Context is not a blob of text. It is the data pipeline that determines what the model can know for this decision.
Why it matters
The model only sees what you place in the request. Production agents fail when stale instructions, oversized transcripts, irrelevant retrievals, or untrusted tool output crowd out the facts that matter. Good context management makes the agent grounded and cheaper at the same time.
Build this
- Separate lanes for policy, task instructions, user state, retrieved knowledge, tool results, and scratch artifacts.
- Ranking, pinning, trimming, summarisation, and expiry rules for every lane.
- Prompt and context bundle versions that can be compared in evals.

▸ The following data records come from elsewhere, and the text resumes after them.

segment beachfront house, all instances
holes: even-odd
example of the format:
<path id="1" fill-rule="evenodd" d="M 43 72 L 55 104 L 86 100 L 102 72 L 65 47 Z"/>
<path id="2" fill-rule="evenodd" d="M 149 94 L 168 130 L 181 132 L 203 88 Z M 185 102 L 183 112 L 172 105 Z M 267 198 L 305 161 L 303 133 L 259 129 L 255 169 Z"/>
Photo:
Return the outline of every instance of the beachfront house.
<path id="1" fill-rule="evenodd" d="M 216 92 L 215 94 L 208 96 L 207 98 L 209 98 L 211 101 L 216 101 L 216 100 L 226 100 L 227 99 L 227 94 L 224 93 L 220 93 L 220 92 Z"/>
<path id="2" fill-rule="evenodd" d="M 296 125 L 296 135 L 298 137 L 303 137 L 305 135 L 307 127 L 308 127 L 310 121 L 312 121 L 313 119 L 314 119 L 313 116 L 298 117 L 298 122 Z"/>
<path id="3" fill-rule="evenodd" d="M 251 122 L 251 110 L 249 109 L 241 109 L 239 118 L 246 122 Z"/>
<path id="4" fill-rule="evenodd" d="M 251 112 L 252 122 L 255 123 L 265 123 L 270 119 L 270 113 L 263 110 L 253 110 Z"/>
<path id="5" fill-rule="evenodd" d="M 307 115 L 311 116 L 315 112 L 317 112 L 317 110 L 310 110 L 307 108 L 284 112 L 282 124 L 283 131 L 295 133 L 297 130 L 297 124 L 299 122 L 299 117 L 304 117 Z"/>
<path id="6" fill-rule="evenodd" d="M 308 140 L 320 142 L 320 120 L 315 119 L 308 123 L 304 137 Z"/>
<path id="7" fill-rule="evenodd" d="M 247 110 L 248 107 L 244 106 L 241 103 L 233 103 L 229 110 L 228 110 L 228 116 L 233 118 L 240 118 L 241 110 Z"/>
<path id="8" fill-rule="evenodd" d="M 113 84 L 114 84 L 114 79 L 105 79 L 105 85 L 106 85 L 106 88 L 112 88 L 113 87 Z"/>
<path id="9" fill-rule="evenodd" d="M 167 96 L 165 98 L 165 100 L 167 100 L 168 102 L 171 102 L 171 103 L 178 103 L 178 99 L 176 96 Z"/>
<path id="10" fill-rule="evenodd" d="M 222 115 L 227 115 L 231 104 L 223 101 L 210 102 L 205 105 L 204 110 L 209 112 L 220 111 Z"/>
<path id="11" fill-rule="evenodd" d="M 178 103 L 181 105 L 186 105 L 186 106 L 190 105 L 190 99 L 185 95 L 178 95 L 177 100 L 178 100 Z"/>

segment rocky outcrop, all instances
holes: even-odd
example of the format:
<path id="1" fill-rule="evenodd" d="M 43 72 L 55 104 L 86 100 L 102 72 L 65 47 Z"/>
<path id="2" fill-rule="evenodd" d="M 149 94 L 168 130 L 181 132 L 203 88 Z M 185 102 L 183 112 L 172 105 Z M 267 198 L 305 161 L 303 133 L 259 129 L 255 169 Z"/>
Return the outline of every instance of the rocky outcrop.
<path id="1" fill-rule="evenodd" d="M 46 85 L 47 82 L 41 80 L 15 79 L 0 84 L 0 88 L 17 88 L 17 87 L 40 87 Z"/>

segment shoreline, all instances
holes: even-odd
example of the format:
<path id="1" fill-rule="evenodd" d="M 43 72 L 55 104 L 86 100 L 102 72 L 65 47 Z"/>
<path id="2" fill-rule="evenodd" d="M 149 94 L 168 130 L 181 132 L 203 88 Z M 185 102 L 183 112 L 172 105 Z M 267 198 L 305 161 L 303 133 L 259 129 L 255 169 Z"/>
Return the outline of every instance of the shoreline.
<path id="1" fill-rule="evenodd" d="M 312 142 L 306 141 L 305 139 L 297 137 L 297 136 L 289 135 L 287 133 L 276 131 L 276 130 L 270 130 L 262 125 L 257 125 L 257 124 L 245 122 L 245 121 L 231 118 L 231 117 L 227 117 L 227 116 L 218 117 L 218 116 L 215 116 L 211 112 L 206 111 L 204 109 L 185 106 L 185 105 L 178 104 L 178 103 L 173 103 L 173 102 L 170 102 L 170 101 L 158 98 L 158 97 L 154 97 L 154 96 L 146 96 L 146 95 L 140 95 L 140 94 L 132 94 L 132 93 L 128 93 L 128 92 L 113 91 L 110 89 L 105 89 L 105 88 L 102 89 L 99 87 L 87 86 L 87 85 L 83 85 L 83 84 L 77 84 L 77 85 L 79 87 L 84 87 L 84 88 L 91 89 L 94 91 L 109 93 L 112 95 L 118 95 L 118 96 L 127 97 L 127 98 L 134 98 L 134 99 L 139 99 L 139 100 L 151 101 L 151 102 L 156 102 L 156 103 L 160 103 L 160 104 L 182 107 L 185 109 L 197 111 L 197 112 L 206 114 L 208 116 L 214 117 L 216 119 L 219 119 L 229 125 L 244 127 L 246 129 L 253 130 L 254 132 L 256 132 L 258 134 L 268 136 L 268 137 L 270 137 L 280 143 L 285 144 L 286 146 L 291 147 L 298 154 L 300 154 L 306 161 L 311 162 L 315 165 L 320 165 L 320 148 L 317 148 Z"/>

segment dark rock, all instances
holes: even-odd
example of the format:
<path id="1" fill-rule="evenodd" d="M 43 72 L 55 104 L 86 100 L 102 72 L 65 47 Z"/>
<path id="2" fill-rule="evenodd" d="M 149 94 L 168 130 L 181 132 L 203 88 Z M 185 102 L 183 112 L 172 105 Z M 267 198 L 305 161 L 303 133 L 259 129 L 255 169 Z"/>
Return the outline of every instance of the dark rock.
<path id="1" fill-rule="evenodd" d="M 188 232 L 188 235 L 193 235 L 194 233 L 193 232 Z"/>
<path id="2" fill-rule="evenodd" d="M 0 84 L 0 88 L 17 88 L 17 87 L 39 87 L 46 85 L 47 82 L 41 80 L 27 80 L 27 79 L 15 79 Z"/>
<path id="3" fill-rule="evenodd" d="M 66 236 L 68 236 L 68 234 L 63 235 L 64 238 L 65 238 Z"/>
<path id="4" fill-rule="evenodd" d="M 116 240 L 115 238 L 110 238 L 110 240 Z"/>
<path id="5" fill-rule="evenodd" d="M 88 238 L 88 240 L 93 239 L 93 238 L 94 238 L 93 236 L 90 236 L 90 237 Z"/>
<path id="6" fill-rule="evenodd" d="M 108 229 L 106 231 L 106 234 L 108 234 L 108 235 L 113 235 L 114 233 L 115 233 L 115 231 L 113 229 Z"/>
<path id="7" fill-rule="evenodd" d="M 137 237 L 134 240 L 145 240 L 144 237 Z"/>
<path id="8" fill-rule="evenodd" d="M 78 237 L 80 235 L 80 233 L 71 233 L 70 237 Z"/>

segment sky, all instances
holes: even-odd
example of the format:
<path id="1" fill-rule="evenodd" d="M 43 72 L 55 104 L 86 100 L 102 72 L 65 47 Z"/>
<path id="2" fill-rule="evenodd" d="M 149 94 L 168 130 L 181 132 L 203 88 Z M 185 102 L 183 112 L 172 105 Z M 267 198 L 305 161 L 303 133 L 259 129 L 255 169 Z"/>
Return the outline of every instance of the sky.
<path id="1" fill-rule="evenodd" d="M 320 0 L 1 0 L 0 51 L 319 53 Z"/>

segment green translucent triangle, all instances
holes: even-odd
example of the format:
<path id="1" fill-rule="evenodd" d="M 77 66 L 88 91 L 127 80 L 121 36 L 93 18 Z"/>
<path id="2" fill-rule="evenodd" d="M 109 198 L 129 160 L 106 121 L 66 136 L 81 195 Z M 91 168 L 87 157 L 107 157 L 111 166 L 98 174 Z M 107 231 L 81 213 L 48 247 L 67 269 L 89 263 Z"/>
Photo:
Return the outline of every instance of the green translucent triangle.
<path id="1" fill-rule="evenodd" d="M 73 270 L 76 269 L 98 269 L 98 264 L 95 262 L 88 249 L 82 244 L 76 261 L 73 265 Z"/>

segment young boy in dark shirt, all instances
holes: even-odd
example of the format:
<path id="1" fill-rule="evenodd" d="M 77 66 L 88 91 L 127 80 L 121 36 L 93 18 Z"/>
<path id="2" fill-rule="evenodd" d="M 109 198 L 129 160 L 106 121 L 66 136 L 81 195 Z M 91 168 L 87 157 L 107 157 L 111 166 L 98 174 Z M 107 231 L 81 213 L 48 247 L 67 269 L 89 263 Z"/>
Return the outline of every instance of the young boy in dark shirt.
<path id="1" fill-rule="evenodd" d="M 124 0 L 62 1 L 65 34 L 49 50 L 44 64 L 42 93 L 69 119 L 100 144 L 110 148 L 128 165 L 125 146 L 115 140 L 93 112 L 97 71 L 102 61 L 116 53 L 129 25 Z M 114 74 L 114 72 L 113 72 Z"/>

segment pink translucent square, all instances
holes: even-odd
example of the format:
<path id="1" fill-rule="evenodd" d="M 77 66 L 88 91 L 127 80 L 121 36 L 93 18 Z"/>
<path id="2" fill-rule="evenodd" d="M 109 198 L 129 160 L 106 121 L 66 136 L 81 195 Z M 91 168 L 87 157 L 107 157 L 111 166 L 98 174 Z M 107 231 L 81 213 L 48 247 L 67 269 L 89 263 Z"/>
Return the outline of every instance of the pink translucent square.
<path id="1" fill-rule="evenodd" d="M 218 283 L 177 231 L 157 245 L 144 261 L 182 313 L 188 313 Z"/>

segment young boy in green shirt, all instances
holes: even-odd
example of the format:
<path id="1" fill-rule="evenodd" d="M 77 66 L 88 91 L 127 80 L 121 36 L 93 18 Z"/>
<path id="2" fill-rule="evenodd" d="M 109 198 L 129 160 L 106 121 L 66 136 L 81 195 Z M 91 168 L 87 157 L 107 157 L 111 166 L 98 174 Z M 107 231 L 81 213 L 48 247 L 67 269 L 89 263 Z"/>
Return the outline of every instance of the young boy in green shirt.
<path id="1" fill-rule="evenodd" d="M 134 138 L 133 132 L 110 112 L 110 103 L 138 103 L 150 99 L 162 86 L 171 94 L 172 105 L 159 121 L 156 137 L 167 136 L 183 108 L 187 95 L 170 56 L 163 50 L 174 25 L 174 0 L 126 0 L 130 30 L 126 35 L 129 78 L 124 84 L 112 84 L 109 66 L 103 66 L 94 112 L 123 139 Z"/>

- Source provenance so the agent and reviewer can tell durable truth from generated text.
Watch for
- Stuffing whole files or whole histories into every request.
- Retrieved chunks with no source, timestamp, or reason for inclusion.
- Tool results trusted as instructions instead of treated as untrusted data.
- Context changes that cannot be replayed because prompts live only in code comments or dashboards.
Proof it works
- Traces show exactly which context blocks entered the request and why.
- A long-running session can shed stale context without losing current task state.
- A regression test catches when a prompt or retrieval change harms a known task.
Implementation checklist
Model the context window as a budget with named allocations.
Keep instructions at the boundary, data in data lanes, and tool output quoted or tagged.
Prefer pointers to bulky source material until the agent actually needs the content.
Put context assembly under tests the same way you test application logic.